Молча отвернувшись, Сёренсен завела машину и отъехала от дома.

Через пять минут терпение её дало трещину.

– Фрэя, выкладывай.

Они уже проехали центр города; автомобилей становилось всё меньше, длинные офисные здания тянулись мимо рядами одинаковых тёмных окон, фонари мелькали куполами света.

– Фрэя, блин! Отомри.

Кьёр, вздохнув, отняла горячий лоб от стекла.

– Куда мы едем?

– К родителям. У меня паркет лаком вскрыли. А вторую квартиру на этот вечер Эмма выпросила. У них с Оливером романтический трах наметился – наконец-то… Моё сердце дрогнуло, и я не смогла воспрепятствовать их светлым чувствам.

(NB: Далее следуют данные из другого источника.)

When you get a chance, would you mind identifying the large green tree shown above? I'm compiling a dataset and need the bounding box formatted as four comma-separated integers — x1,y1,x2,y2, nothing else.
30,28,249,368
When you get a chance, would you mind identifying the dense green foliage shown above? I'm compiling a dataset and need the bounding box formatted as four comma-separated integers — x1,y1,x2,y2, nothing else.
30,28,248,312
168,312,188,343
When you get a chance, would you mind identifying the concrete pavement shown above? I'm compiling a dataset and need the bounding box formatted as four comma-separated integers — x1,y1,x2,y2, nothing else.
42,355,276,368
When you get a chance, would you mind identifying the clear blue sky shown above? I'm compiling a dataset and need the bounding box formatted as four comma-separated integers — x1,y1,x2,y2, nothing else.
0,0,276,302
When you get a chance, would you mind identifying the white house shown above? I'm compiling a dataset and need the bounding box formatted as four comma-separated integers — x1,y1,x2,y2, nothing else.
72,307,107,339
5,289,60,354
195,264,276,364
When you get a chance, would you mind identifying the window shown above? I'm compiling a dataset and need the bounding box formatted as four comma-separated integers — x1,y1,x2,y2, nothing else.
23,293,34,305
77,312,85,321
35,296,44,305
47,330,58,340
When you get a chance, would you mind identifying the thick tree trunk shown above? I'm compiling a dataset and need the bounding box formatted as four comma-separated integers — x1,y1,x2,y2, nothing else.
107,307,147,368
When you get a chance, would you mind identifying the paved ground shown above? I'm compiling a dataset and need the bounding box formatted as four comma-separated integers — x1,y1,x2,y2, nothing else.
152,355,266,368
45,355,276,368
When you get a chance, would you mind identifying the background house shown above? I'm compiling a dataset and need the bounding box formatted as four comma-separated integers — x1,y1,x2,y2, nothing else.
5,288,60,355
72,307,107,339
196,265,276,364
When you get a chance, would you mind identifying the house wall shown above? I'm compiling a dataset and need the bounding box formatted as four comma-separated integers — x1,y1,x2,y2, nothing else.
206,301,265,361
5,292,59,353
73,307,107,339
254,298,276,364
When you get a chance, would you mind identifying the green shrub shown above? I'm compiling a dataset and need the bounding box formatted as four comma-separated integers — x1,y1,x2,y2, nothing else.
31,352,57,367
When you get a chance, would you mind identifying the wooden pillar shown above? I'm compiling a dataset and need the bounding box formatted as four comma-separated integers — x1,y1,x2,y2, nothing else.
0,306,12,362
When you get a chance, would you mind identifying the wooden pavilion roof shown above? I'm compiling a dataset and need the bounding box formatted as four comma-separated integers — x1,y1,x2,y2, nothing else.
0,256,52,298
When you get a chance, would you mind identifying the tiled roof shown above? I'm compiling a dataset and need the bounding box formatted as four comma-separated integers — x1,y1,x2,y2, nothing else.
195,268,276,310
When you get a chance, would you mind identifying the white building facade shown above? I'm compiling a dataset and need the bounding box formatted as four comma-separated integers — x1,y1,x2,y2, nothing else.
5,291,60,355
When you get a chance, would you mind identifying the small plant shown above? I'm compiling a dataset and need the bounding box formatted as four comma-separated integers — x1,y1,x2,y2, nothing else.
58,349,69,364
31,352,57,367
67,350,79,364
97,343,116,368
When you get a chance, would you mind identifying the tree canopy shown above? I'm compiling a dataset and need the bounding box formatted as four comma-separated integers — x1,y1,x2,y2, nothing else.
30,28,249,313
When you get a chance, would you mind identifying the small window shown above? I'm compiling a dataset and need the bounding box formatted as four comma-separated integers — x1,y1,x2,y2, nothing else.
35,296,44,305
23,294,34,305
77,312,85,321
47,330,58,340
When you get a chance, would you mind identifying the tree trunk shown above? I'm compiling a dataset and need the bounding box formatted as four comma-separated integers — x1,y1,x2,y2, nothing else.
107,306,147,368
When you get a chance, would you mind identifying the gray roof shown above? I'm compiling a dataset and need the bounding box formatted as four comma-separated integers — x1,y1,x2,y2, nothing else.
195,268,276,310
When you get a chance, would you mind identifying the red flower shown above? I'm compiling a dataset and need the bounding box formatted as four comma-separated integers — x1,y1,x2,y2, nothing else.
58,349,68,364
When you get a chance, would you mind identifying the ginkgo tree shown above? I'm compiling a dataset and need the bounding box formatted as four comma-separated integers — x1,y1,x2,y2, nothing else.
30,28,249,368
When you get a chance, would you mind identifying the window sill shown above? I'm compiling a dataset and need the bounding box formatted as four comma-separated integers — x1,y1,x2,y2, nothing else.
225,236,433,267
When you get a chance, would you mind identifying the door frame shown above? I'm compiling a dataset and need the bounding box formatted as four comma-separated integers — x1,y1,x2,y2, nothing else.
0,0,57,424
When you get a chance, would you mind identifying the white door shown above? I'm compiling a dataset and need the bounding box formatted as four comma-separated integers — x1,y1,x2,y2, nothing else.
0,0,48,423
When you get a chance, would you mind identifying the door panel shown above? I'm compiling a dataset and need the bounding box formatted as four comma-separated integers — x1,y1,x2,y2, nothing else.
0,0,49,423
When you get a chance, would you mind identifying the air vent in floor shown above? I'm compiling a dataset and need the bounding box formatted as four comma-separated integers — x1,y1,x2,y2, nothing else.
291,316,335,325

Фрэя кивнула, не оценив сомнительного юмора, и уставилась на свои руки: пальцы тряслись, как у алкоголика с тридцатилетним стажем.

– Да что у тебя случилось, Кьёр? Хоть пару слов скажи.

– Давай дома…

Инге нахмурилась, но с вопросами отстала. Чуть позже набрала родителей и предупредила, что приедет с подругой.

* * *

Сёресены жили в Вальбю – богатом районе на юго-западе города. Двухэтажная вилла из серого камня даже днём была почти не видна с дороги, скрытая пушистыми ветвями черёмухи и карликовых клёнов – ночью же и вовсе казалось, что за деревьями ничего нет.

Решётка ворот плавно ушла в сторону, пропуская машину. В полуподземном гараже, куда они заехали, их ждал отец Инге. Он невозмутимо принял из рук Фрэи сумки, задержал взгляд на лице – видимо, заметил синяки у переносицы – и, не став ничего спрашивать, помог занести вещи в дом.

Госпожа Сёренсен зазвала девушек пить чай. За разговорами Фрэя немного успокоилась, но стоило им с Инге встать из-за стола, мутная волна тревоги снова накрыла её. Подруга, наверное, что-то разглядела в лице Фрэи, потому что сделала страшные глаза "ты-от-меня-не-отвертишься" и повела её в свою комнату.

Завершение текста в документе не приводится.